EagleHerald/Rick Gebhard
Kate Laurin, Bay Area Medical Center inpatient director of nursing, was on hand during recent tours of the new hospital in July. She is seen here in one of the nurses’ stations in the hospital, which will open Thursday.
EagleHerald/Rick Gebhard

Kate Laurin, Bay Area Medical Center inpatient director of nursing, was on hand during recent tours of the new hospital in July. She is seen here in one of the nurses’ stations in the hospital, which will open Thursday.

MARINETTE — So you’re going to have a baby.

If you have chosen to give birth at Bay Area Medical Center after today, you will be one of the first moms to stay in the Obstetrics Unit at the new hospital on University Drive.

Kate Laurin, BAMC inpatient director of nursing, said the new unit was designed to be comfortable, practical and functional.

The second-floor unit will also provide additional security for moms and the new babies, as it will be locked down to prevent access to anyone other than staff, family and expected visitors.

There are 13 patient rooms, with five Labor-Delivery-Recovery-Post Partum (LDRP) rooms and two post-partum rooms.

Just as in the old facility, a LDRP room allows pregnant women to stay in the same room for the entire birthing process, barring any medical decision to undergo a Caesarian Section.

“There’s a surgical room within the unit,” Laurin said.

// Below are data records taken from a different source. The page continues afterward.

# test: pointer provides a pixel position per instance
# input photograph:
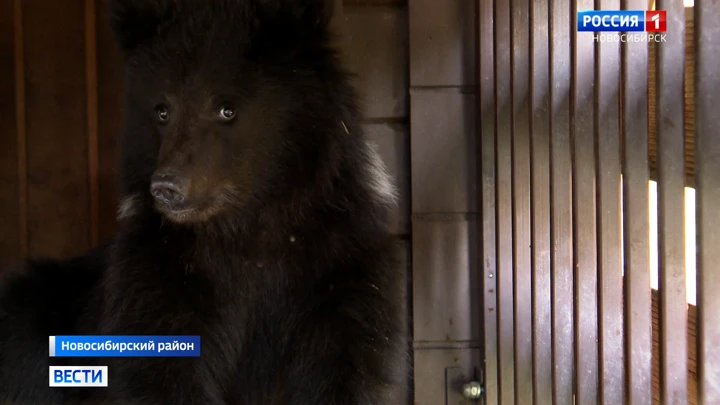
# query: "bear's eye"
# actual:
(162, 113)
(227, 112)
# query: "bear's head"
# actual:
(228, 102)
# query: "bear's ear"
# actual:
(303, 14)
(136, 21)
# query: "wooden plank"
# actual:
(671, 207)
(109, 93)
(586, 334)
(486, 102)
(635, 214)
(58, 198)
(9, 179)
(707, 140)
(503, 145)
(522, 275)
(540, 197)
(561, 208)
(609, 206)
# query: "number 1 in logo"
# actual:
(655, 21)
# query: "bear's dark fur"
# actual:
(253, 214)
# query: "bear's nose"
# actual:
(168, 190)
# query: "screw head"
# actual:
(472, 390)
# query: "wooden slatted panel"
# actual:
(584, 178)
(503, 159)
(563, 324)
(707, 182)
(486, 80)
(635, 214)
(609, 206)
(671, 204)
(522, 276)
(688, 106)
(540, 199)
(691, 353)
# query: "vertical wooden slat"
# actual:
(707, 140)
(520, 45)
(486, 80)
(9, 222)
(21, 123)
(54, 44)
(540, 197)
(584, 211)
(503, 204)
(671, 207)
(561, 204)
(109, 93)
(91, 86)
(635, 213)
(607, 122)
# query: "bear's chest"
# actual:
(242, 322)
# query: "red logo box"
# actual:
(655, 21)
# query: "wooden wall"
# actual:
(60, 106)
(58, 112)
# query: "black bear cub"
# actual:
(253, 214)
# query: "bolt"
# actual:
(472, 390)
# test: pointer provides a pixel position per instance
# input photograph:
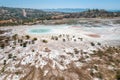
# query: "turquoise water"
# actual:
(40, 31)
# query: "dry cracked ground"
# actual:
(51, 58)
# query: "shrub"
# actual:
(27, 37)
(24, 44)
(4, 62)
(92, 44)
(9, 56)
(118, 75)
(98, 43)
(2, 46)
(44, 41)
(64, 40)
(34, 39)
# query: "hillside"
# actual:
(22, 16)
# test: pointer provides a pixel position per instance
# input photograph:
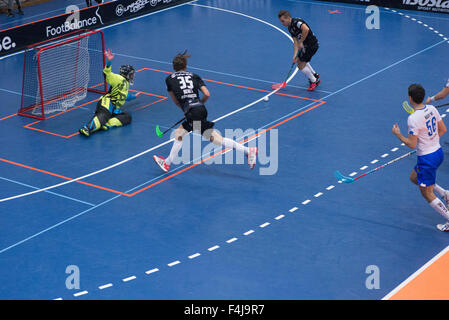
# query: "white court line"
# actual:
(174, 263)
(168, 141)
(49, 192)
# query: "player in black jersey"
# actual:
(184, 89)
(305, 45)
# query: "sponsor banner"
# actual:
(17, 38)
(440, 6)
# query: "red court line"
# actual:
(63, 177)
(224, 150)
(319, 103)
(150, 104)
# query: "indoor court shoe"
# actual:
(443, 227)
(446, 197)
(313, 85)
(85, 131)
(161, 163)
(252, 157)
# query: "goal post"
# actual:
(59, 72)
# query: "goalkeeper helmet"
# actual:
(128, 72)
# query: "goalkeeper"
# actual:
(108, 113)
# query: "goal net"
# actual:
(59, 73)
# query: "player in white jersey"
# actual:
(425, 127)
(440, 95)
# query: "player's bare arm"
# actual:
(206, 94)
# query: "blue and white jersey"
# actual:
(423, 123)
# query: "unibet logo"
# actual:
(428, 3)
(6, 44)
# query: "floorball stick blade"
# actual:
(159, 132)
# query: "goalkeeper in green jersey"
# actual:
(108, 113)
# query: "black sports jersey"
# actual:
(185, 86)
(295, 30)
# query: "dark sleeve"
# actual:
(167, 83)
(197, 81)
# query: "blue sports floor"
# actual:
(224, 231)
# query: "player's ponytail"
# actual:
(180, 61)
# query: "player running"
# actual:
(305, 45)
(183, 87)
(440, 95)
(108, 113)
(425, 128)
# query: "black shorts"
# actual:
(197, 114)
(306, 53)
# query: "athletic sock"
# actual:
(229, 143)
(308, 73)
(174, 151)
(310, 67)
(439, 190)
(439, 206)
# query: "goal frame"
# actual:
(48, 45)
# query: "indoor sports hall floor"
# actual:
(211, 231)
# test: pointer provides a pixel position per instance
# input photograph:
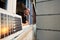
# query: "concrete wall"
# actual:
(48, 20)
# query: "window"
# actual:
(3, 4)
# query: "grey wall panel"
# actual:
(49, 7)
(48, 35)
(48, 22)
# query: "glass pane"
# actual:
(3, 4)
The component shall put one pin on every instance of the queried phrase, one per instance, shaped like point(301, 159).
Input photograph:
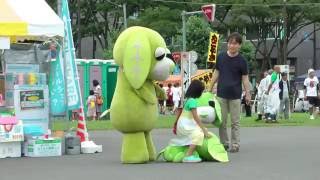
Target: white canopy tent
point(31, 19)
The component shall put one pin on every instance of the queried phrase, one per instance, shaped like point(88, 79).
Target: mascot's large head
point(142, 54)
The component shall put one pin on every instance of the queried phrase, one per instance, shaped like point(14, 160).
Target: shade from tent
point(301, 78)
point(29, 18)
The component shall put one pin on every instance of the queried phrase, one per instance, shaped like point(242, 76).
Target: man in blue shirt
point(231, 71)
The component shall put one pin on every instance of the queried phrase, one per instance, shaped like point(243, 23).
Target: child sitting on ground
point(189, 129)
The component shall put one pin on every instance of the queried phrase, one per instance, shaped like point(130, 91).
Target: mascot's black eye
point(169, 56)
point(160, 53)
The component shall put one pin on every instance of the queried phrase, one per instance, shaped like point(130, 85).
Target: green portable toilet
point(105, 71)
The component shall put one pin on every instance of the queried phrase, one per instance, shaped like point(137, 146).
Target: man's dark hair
point(95, 82)
point(236, 36)
point(195, 89)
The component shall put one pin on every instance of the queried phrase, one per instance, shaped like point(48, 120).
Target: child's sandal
point(235, 148)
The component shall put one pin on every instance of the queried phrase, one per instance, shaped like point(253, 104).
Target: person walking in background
point(231, 70)
point(91, 106)
point(162, 100)
point(261, 96)
point(98, 94)
point(311, 91)
point(284, 96)
point(273, 91)
point(169, 102)
point(247, 106)
point(176, 97)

The sterile surgical suite nearby “is essential, because time is of the essence.”

She said that there is a 30-minute window between the decision to undergo an emergency C-section and a safe surgical delivery, and getting a patient ready and into surgery within that time period is critical.

If a mother is able to deliver in the LDRP room, she and her baby may stay there the rest of her visit. If BAMC gets busy, and there are plenty of expectant moms already planning to have their babies there, the hospital has additional rooms in a secure area of the Pediatric Unit on the third floor.

Laurin said the rooms and the unit were designed in collaboration with the engineers, architects, builders and hospital staff. “We are excited that we get to make it what we want it to be,” she said.

One of the biggest changes was to provide more storage for each patient room and for all of the equipment that is used at some point during the patient’s stay, but stored until needed. With cubbyholes and tuck-in spaces all around the unit, hallways will stay clear.

Laurin said the current OB department was located in “the oldest wing of the hospital” and despite upgrades, didn’t have enough lighting, electrical outlets or space.

That is no longer the case, as the new LDRP rooms have state-of-the-art technology, plenty of space for the hospital staff working with mom and an area for the NICU staff to care for the new baby.

“Now, when the NICU staff comes in, we have dedicated a whole wall (for them). The takeover (of the newborn after he or she has bonded with the mom) will be seamless,” Laurin said.

The OB Unit is in close proximity to the OB Clinic on the same floor — “just steps away,” Laurin said. OB docs needed on the floor no longer have to travel from another facility or even a clinic across the street.

“The lighting in the room is an added bonus,” she said, adding that the lights are set up to shine on the mother from multiple angles, and can be controlled by pointing a wand at the light you want activated.

The day of the move, it will be all hands on deck, Laurin said.

“The team has been very involved in the planning,” she said of the nurses that will be working in both locations Thursday. “We will have eight nurses staffed that day — we usually have three.”

The nursing staff, working with the administrative team and the contractors, spent several years seeing the new unit go from concept to utilization. “Every chance we had to get the team over here, they would come up with things,” she said during a tour of the new hospital.

“We have planned and continue to talk about it,” she said during that interview several weeks before the move. “We will do an excellent job that day.”